The class, The Entrepreneurial Experience (ENTP 6398), gave students an opportunity to engage with AT&T Smart Cities. Taught by Dr. Rajiv Shah, an innovation and entrepreneurship professor and director of the MS in Systems Engineering and Management program, the students shared their ideas on how AT&T, using its Smart Cities framework and internet of things innovation, should expand its products and solutions into new cities.
Smart Cities is a framework of interconnected technologies that use wireless networks, and telecommunications networks in general, to help connect communities with city infrastructures. Smart Cities’ solutions target problems associated with dense urban and suburban areas —congestion, limited parking, energy-intensive streetlights — as well as safety and security issues and larger infrastructure issues such as power outages, wear and tear of bridges and roads and water leaks. A Smart Cities app, for instance, might automate notification of the need for garbage collection or that a streetlight has stopped functioning properly. Or it could tell a driver that a parking spot has become available or that a streetlight has stopped functioning properly. Cities can detect and monitor outages and notify citizens in near-real time.
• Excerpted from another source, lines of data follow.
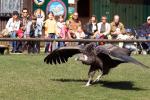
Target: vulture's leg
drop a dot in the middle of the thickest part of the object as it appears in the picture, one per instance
(85, 59)
(91, 74)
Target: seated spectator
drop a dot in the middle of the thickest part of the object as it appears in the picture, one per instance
(91, 27)
(73, 24)
(116, 27)
(103, 29)
(50, 32)
(12, 26)
(80, 33)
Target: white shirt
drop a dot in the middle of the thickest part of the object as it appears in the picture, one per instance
(12, 25)
(107, 26)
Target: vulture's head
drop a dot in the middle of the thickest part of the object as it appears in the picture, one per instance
(89, 48)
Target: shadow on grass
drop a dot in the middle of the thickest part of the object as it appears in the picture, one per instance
(121, 85)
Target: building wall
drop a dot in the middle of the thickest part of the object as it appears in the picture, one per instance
(131, 12)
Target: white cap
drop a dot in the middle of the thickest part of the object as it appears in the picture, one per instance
(148, 18)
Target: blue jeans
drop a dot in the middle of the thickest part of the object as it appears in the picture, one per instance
(50, 46)
(14, 43)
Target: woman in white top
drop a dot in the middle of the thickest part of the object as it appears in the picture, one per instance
(12, 26)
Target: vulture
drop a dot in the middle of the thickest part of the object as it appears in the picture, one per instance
(100, 58)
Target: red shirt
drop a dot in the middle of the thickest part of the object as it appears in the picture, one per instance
(20, 33)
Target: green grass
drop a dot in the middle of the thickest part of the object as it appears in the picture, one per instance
(27, 77)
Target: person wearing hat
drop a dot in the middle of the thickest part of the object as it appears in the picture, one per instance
(144, 33)
(12, 26)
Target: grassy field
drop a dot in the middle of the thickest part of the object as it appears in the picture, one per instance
(26, 77)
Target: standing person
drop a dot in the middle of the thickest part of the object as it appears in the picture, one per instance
(61, 30)
(32, 45)
(50, 32)
(12, 26)
(91, 27)
(25, 18)
(19, 36)
(73, 24)
(117, 30)
(103, 29)
(145, 34)
(117, 27)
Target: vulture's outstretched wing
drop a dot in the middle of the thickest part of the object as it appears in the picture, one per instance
(121, 53)
(61, 55)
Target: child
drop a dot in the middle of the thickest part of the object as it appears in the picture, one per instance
(19, 34)
(50, 32)
(32, 48)
(79, 34)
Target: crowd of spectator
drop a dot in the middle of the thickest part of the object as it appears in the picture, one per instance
(31, 26)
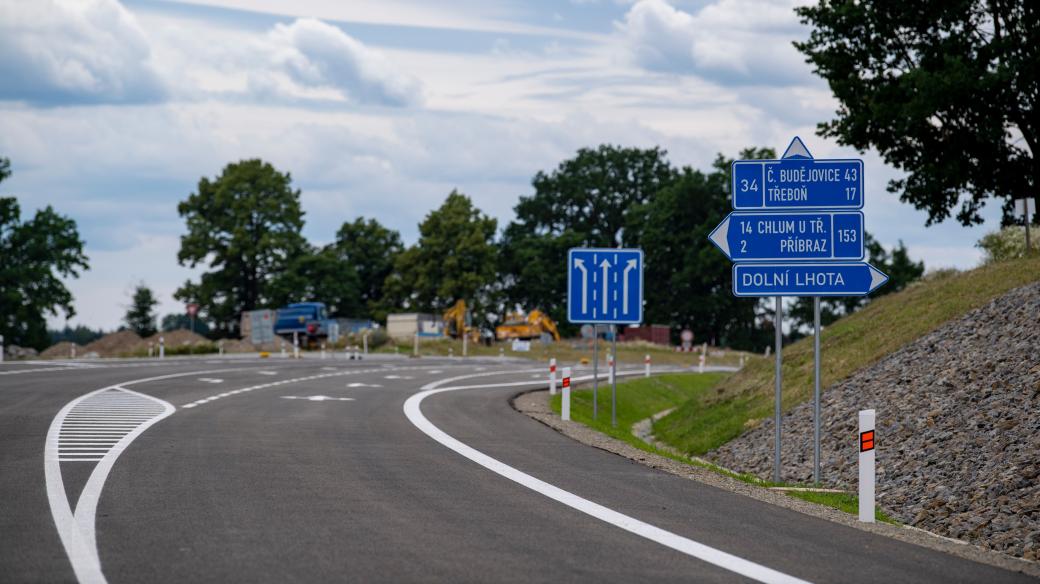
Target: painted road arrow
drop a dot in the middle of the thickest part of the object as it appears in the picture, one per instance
(765, 236)
(806, 280)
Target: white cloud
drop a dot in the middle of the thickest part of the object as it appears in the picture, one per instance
(318, 55)
(68, 51)
(732, 42)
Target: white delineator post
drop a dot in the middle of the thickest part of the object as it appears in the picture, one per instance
(866, 472)
(552, 376)
(565, 408)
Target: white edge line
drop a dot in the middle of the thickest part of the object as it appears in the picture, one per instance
(705, 553)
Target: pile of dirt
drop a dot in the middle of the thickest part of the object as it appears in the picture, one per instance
(236, 346)
(115, 344)
(177, 338)
(62, 350)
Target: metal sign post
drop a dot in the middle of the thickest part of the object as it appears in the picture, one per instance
(778, 324)
(815, 391)
(604, 286)
(614, 376)
(798, 221)
(595, 371)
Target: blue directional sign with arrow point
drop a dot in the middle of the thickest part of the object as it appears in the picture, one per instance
(604, 286)
(767, 236)
(806, 280)
(798, 181)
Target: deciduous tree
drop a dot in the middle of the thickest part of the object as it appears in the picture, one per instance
(244, 227)
(34, 257)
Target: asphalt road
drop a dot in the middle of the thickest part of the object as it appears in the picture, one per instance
(310, 471)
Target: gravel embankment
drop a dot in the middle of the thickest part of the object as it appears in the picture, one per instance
(958, 429)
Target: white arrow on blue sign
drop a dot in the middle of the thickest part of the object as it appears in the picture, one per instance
(765, 236)
(604, 286)
(798, 181)
(806, 280)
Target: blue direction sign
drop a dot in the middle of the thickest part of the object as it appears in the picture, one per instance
(798, 181)
(806, 280)
(604, 286)
(767, 236)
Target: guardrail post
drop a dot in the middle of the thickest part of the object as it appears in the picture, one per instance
(565, 407)
(866, 471)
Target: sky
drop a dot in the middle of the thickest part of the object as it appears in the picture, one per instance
(111, 111)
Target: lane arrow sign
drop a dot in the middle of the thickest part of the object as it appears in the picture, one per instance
(624, 275)
(579, 264)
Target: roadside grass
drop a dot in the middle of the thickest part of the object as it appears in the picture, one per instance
(570, 351)
(641, 398)
(638, 399)
(743, 400)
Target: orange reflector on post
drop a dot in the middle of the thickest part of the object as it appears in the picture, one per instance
(866, 441)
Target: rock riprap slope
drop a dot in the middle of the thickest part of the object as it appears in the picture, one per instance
(958, 426)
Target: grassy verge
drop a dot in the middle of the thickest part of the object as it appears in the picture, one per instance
(741, 401)
(570, 351)
(639, 399)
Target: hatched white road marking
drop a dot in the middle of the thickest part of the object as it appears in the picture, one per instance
(705, 553)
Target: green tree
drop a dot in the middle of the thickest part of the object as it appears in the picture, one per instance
(689, 281)
(897, 264)
(370, 249)
(245, 228)
(593, 200)
(945, 90)
(1004, 244)
(34, 258)
(140, 316)
(455, 259)
(319, 275)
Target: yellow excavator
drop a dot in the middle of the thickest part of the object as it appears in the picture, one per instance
(530, 326)
(455, 323)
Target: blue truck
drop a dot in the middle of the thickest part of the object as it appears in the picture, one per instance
(309, 320)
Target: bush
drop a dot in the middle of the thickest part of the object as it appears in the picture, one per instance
(1009, 243)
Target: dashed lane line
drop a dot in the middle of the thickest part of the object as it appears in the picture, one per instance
(702, 552)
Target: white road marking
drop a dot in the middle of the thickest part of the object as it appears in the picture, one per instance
(710, 555)
(319, 398)
(76, 528)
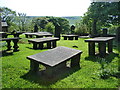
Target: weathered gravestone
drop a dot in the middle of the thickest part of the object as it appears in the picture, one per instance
(104, 32)
(58, 30)
(118, 34)
(35, 28)
(72, 29)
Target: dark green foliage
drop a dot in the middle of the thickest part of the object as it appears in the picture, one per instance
(102, 14)
(43, 21)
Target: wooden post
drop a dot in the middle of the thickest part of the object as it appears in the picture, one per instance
(91, 47)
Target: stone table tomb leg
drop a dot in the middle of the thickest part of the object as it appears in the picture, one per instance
(34, 45)
(70, 38)
(40, 45)
(65, 38)
(54, 44)
(26, 35)
(48, 44)
(76, 38)
(110, 46)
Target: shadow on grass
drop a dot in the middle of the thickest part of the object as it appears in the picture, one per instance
(42, 79)
(108, 58)
(5, 53)
(39, 48)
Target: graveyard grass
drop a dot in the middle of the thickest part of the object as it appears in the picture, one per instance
(15, 66)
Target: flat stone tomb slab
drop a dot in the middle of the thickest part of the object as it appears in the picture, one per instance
(51, 42)
(70, 37)
(102, 41)
(55, 59)
(15, 41)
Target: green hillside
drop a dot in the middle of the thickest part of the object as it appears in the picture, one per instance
(73, 19)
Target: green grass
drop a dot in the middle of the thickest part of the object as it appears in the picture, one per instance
(15, 68)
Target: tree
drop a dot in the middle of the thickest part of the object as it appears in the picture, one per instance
(43, 21)
(8, 15)
(50, 27)
(22, 21)
(102, 14)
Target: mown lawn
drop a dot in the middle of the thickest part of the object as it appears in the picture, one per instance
(15, 68)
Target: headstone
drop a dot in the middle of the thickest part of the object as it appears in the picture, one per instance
(4, 26)
(72, 29)
(104, 32)
(118, 34)
(35, 28)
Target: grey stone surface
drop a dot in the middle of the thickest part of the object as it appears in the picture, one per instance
(102, 41)
(99, 39)
(47, 39)
(55, 56)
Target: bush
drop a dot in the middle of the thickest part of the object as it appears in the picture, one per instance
(81, 29)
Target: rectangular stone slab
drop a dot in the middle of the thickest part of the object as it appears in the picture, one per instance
(47, 39)
(99, 39)
(54, 56)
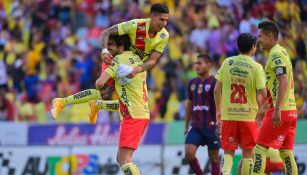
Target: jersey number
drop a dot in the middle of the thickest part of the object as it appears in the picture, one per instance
(238, 94)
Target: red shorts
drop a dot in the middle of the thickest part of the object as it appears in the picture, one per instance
(131, 132)
(278, 138)
(241, 133)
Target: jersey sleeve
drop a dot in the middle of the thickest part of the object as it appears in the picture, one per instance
(278, 63)
(112, 69)
(161, 46)
(260, 77)
(127, 27)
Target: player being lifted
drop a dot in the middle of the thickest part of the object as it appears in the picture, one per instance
(278, 127)
(148, 38)
(133, 107)
(238, 81)
(200, 106)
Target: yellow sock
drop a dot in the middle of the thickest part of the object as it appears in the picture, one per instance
(227, 164)
(247, 164)
(130, 169)
(109, 105)
(290, 164)
(259, 160)
(82, 97)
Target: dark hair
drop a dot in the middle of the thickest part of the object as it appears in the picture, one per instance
(245, 42)
(159, 8)
(205, 57)
(122, 40)
(269, 27)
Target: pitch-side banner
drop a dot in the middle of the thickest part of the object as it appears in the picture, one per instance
(87, 160)
(13, 133)
(86, 134)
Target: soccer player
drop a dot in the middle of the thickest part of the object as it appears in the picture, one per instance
(148, 38)
(239, 80)
(200, 106)
(278, 127)
(114, 45)
(133, 107)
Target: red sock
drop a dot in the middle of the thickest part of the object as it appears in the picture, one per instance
(194, 164)
(215, 168)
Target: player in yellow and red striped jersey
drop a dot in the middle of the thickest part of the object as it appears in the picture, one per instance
(148, 38)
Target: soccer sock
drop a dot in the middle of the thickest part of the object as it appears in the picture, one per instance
(109, 105)
(259, 159)
(82, 97)
(247, 164)
(290, 164)
(227, 164)
(215, 168)
(130, 169)
(194, 164)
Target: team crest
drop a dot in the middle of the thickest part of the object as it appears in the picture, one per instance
(200, 88)
(192, 87)
(207, 87)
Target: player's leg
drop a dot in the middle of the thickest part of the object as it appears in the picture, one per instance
(131, 132)
(248, 135)
(214, 144)
(81, 97)
(193, 140)
(96, 105)
(229, 144)
(286, 150)
(124, 159)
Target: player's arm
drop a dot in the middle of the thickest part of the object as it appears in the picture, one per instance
(218, 99)
(148, 64)
(100, 82)
(188, 113)
(104, 39)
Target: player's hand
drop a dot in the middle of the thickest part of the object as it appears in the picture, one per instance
(276, 118)
(124, 70)
(106, 57)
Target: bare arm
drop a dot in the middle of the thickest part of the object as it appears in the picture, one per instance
(218, 99)
(148, 64)
(100, 82)
(282, 87)
(188, 112)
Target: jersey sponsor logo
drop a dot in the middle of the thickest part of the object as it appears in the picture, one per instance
(193, 87)
(280, 70)
(258, 163)
(207, 87)
(200, 88)
(238, 72)
(200, 108)
(82, 94)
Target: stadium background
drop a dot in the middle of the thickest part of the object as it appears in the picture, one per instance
(50, 48)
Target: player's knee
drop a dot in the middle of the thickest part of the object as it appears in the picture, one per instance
(189, 155)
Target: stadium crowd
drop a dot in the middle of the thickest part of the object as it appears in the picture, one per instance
(50, 48)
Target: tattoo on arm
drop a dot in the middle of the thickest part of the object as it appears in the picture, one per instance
(104, 36)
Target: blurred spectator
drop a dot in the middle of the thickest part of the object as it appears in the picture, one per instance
(50, 48)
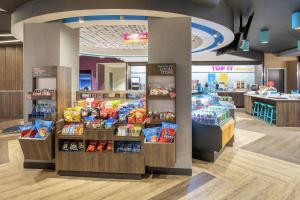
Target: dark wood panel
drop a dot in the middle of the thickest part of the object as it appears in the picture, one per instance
(11, 104)
(288, 113)
(160, 154)
(11, 82)
(34, 149)
(237, 97)
(11, 68)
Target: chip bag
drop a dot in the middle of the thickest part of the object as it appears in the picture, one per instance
(43, 128)
(168, 132)
(152, 134)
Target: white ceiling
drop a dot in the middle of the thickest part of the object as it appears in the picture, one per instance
(112, 37)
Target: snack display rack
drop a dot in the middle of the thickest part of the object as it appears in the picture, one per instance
(115, 162)
(40, 152)
(68, 162)
(213, 126)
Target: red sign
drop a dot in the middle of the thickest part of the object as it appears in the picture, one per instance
(132, 38)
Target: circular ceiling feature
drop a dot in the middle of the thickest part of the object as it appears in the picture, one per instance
(111, 36)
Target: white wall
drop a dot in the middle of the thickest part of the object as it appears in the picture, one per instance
(170, 42)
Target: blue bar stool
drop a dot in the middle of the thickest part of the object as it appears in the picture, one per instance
(263, 111)
(271, 114)
(255, 109)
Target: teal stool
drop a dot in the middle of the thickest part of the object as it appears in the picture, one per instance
(255, 109)
(271, 114)
(262, 111)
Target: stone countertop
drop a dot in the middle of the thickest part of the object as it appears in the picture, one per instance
(272, 99)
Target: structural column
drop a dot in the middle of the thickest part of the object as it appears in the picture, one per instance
(49, 44)
(170, 42)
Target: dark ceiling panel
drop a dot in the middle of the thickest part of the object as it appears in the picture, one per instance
(11, 5)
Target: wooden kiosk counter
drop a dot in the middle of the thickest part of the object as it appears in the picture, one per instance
(287, 110)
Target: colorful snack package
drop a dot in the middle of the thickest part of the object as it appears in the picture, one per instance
(43, 128)
(72, 114)
(92, 146)
(80, 146)
(168, 132)
(65, 146)
(73, 146)
(151, 134)
(28, 131)
(109, 146)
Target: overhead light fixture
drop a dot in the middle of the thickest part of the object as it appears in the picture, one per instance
(6, 35)
(264, 36)
(296, 20)
(215, 35)
(245, 46)
(8, 41)
(81, 20)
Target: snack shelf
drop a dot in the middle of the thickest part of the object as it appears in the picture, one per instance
(70, 137)
(42, 97)
(159, 121)
(129, 138)
(160, 97)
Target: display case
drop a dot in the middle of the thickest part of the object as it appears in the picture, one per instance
(51, 94)
(213, 126)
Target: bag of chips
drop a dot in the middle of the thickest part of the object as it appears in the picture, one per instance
(28, 131)
(72, 114)
(43, 128)
(168, 132)
(152, 134)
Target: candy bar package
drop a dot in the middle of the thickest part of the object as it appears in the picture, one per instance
(101, 146)
(73, 146)
(152, 134)
(92, 146)
(65, 146)
(168, 132)
(72, 114)
(43, 128)
(28, 131)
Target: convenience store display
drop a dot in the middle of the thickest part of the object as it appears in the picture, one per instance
(51, 94)
(213, 126)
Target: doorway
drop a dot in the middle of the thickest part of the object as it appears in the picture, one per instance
(278, 76)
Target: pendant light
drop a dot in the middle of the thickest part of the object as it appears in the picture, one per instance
(264, 36)
(296, 20)
(245, 45)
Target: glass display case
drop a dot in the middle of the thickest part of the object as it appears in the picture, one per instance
(210, 110)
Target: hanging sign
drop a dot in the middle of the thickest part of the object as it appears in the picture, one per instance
(224, 78)
(133, 38)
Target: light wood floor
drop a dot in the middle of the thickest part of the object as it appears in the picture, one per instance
(238, 174)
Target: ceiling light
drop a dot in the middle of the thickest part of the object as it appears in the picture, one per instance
(245, 46)
(8, 41)
(296, 20)
(81, 20)
(6, 35)
(264, 36)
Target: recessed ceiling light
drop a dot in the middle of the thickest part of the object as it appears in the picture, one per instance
(215, 35)
(6, 35)
(8, 41)
(81, 19)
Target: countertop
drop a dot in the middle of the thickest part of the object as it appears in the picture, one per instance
(268, 98)
(234, 91)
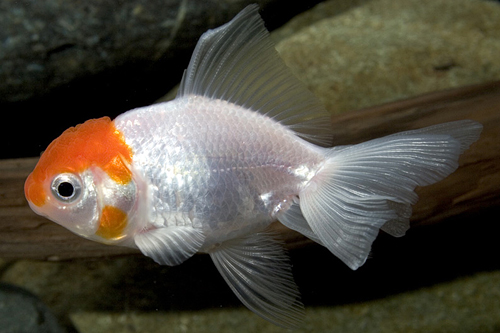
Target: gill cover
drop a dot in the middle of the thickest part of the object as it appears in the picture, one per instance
(83, 181)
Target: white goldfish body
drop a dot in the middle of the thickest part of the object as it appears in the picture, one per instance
(235, 151)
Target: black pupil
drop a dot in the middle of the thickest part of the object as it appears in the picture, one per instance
(65, 189)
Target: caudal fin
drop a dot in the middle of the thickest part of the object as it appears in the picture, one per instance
(369, 186)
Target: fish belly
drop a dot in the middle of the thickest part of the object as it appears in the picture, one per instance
(216, 166)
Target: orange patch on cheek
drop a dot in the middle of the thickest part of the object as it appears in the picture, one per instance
(34, 192)
(113, 222)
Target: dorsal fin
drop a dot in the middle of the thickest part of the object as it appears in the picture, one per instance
(237, 62)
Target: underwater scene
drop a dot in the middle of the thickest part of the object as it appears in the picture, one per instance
(340, 173)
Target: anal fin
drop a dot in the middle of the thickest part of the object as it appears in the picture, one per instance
(258, 271)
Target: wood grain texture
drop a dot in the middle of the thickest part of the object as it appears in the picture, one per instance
(473, 188)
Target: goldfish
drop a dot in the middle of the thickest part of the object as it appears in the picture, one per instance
(242, 145)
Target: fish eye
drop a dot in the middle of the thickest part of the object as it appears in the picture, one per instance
(66, 187)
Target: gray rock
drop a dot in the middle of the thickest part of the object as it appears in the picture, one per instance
(21, 312)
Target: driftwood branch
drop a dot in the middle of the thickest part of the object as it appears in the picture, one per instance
(473, 188)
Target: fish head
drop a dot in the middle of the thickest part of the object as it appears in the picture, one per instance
(84, 182)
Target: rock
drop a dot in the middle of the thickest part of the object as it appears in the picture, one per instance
(22, 312)
(68, 61)
(385, 50)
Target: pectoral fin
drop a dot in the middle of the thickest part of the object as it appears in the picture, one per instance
(170, 246)
(259, 273)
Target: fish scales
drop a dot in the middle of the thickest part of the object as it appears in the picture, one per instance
(242, 145)
(216, 165)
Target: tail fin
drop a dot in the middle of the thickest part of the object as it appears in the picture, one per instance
(365, 187)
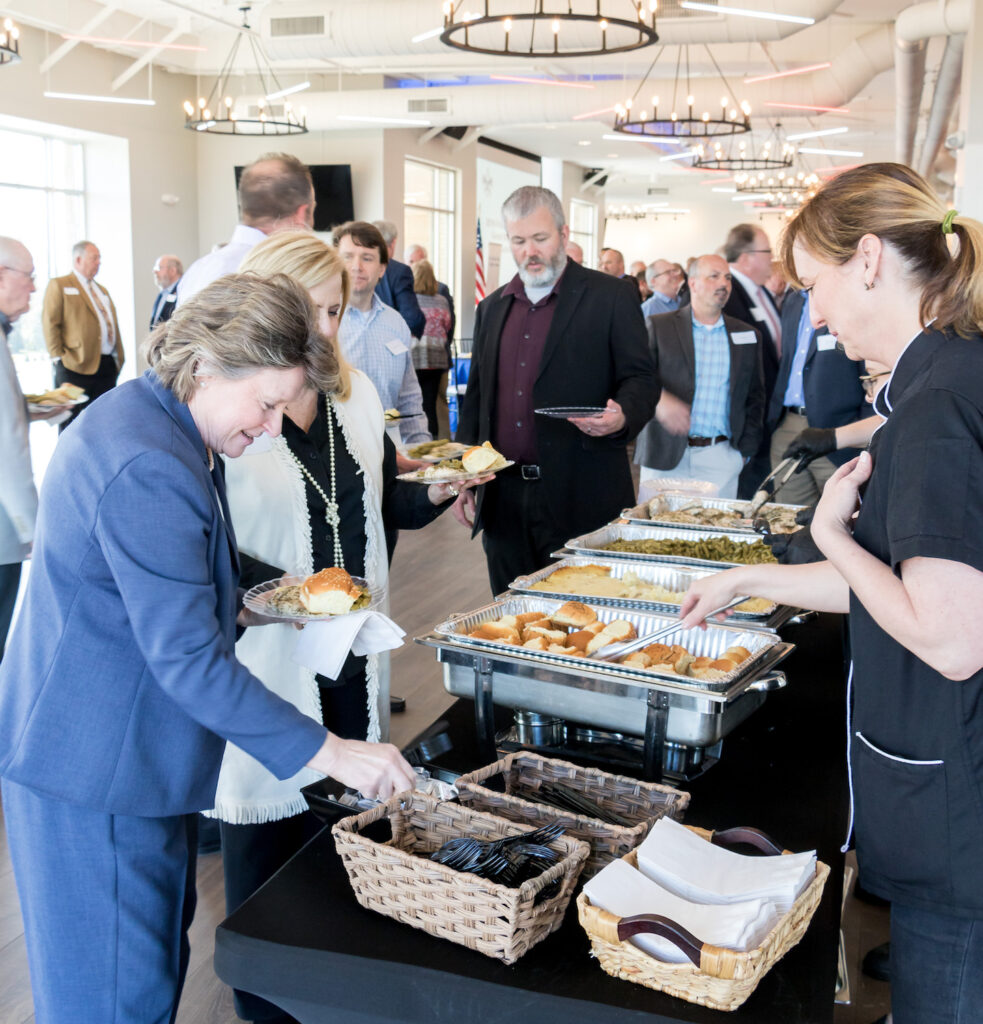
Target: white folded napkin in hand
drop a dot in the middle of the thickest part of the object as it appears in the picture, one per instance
(678, 859)
(323, 647)
(622, 890)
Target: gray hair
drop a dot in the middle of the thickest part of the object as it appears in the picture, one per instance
(238, 326)
(387, 229)
(525, 201)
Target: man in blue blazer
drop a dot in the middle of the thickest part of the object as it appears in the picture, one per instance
(395, 287)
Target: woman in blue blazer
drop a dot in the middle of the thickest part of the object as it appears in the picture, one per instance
(120, 686)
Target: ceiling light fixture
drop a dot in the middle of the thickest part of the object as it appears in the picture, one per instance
(9, 42)
(744, 12)
(527, 30)
(816, 134)
(216, 115)
(787, 74)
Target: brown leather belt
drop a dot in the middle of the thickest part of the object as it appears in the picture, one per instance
(706, 441)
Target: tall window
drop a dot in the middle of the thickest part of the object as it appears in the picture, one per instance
(584, 229)
(430, 217)
(42, 195)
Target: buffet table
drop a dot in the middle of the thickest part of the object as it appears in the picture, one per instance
(304, 943)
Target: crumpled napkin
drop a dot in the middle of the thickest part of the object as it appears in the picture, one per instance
(323, 647)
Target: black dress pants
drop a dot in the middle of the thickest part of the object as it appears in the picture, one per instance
(94, 384)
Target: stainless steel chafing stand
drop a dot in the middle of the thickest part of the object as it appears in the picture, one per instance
(667, 712)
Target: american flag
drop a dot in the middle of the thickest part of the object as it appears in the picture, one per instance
(478, 269)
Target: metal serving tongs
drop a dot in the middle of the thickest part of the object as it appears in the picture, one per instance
(616, 649)
(773, 482)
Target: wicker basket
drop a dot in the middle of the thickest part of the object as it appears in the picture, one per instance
(723, 979)
(644, 802)
(395, 879)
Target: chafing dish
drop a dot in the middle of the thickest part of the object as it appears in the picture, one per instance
(668, 574)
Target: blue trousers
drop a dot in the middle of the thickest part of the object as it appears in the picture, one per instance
(936, 968)
(107, 901)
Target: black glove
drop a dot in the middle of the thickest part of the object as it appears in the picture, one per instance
(811, 443)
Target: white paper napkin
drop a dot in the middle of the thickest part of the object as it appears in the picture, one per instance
(323, 647)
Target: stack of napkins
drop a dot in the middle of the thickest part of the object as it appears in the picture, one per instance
(694, 869)
(622, 890)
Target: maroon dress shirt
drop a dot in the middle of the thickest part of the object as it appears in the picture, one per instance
(520, 352)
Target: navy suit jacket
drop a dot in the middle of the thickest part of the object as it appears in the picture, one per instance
(395, 289)
(120, 685)
(834, 395)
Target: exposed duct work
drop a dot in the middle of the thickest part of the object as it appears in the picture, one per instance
(497, 104)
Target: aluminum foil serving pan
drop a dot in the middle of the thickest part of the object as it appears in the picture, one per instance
(711, 642)
(671, 577)
(594, 544)
(674, 502)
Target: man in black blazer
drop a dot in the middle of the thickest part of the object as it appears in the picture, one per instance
(556, 335)
(395, 287)
(710, 417)
(817, 389)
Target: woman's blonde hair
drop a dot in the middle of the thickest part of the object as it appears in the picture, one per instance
(310, 262)
(898, 206)
(238, 326)
(424, 280)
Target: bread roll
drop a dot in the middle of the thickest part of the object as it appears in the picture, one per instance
(573, 613)
(330, 592)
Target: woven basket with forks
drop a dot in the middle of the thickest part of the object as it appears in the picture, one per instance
(396, 879)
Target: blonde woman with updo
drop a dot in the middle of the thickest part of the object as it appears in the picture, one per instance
(896, 276)
(322, 494)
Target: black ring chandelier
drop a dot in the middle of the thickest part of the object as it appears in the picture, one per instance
(216, 116)
(533, 31)
(9, 42)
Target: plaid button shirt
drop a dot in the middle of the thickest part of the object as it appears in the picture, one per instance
(378, 343)
(710, 415)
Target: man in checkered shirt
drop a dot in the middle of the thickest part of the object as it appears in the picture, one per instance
(710, 417)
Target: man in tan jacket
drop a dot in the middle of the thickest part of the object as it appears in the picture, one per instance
(81, 329)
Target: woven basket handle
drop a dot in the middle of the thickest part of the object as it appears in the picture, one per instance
(748, 836)
(665, 928)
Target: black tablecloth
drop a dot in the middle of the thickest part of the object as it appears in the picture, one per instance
(303, 942)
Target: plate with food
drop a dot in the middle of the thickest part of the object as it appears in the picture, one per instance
(66, 396)
(308, 599)
(571, 412)
(474, 462)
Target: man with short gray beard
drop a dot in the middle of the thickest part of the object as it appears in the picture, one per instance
(558, 339)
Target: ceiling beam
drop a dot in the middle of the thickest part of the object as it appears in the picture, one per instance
(70, 44)
(143, 60)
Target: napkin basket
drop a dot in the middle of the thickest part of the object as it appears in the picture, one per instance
(644, 802)
(396, 879)
(715, 977)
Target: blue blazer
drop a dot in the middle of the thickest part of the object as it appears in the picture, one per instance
(830, 381)
(120, 685)
(395, 289)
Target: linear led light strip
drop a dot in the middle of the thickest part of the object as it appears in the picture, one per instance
(99, 99)
(743, 12)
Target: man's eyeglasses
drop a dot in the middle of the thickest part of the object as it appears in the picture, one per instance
(17, 270)
(868, 382)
As part of the course, the students focused on helping AT&T Smart Cities identify and develop potential business opportunities and document data within five key vertical markets: energy and utilities, transportation, citizen engagement, public safety and infrastructure.
“Smart Cities is about connectivity and collaboration,” said Mike Zeto, general manager and executive director, AT&T Smart Cities. “The Jindal School is known for fostering innovation, so it only made sense to collaborate with the school to identify solutions that would help us address challenges in these key verticals.”
Students in the class split into five groups, each in charge of a region within the U.S.: Northeast, South Atlantic, North Central, South Central and West. The students were tasked first with identifying companies that provide connected solutions to cities from their assigned regions, as well as the value chains and value propositions those companies could offer.
Next, each team researched and identified target cities for its respective region. Students researched global cities that already have employed smart-city solutions from the five targeted verticals so that they could determine what city within their region would most benefit from similar smart-city solutions from AT&T.
From there, each team formulated a go-to-market strategy for its target city. All teams proposed partner companies that could implement the solutions for AT&T, what solutions those companies could offer, potential business models, revenue opportunities, cost savings, environmental sustainability impact available from implementing those solutions, market size, potential level of interest, pricing, promotion and rollout plans, capital and investment required — basically all the elements of a corporate internal startup launch.
Employees from AT&T Smart Cities and Internet of Things business units were available to the student teams as domain experts and consultants. Students benefited from being in close proximity to the City of Dallas, which is rolling out its own Smart Cities effort in collaboration with AT&T — one being spearheaded by Jennifer Sanders, executive director of the Dallas Innovation Alliance. Not only were the students able to witness a real-life Smart City while working on the project, but the school’s relationship with the group offers an opportunity for further engagement between UT Dallas and City of Dallas efforts in Smart Cities.
“The methodology is there,” Shah said. “There’s a lot of research and analysis that’s gone into this project. Mike Zeto and the other AT&T Smart Cities project members we worked with will already have a solid case to take to their managers to explain why they should roll it out in each one of those cities.”
The cities selected by the five teams were Providence, R.I.; Columbus, Ohio; San Jose, Calif.; Austin, Texas; and Orlando, Fla. Although there was no guarantee that AT&T would immediately pursue those cities, the company nonetheless benefited from the students’ findings.
“The solutions proposed by the students in Rajiv’s class reveal high levels of creativity, intelligence and academic rigor,” Zeto said. “Those traits are all needed to help us drive value to our customers as we continue to provide world-class solutions for cities.”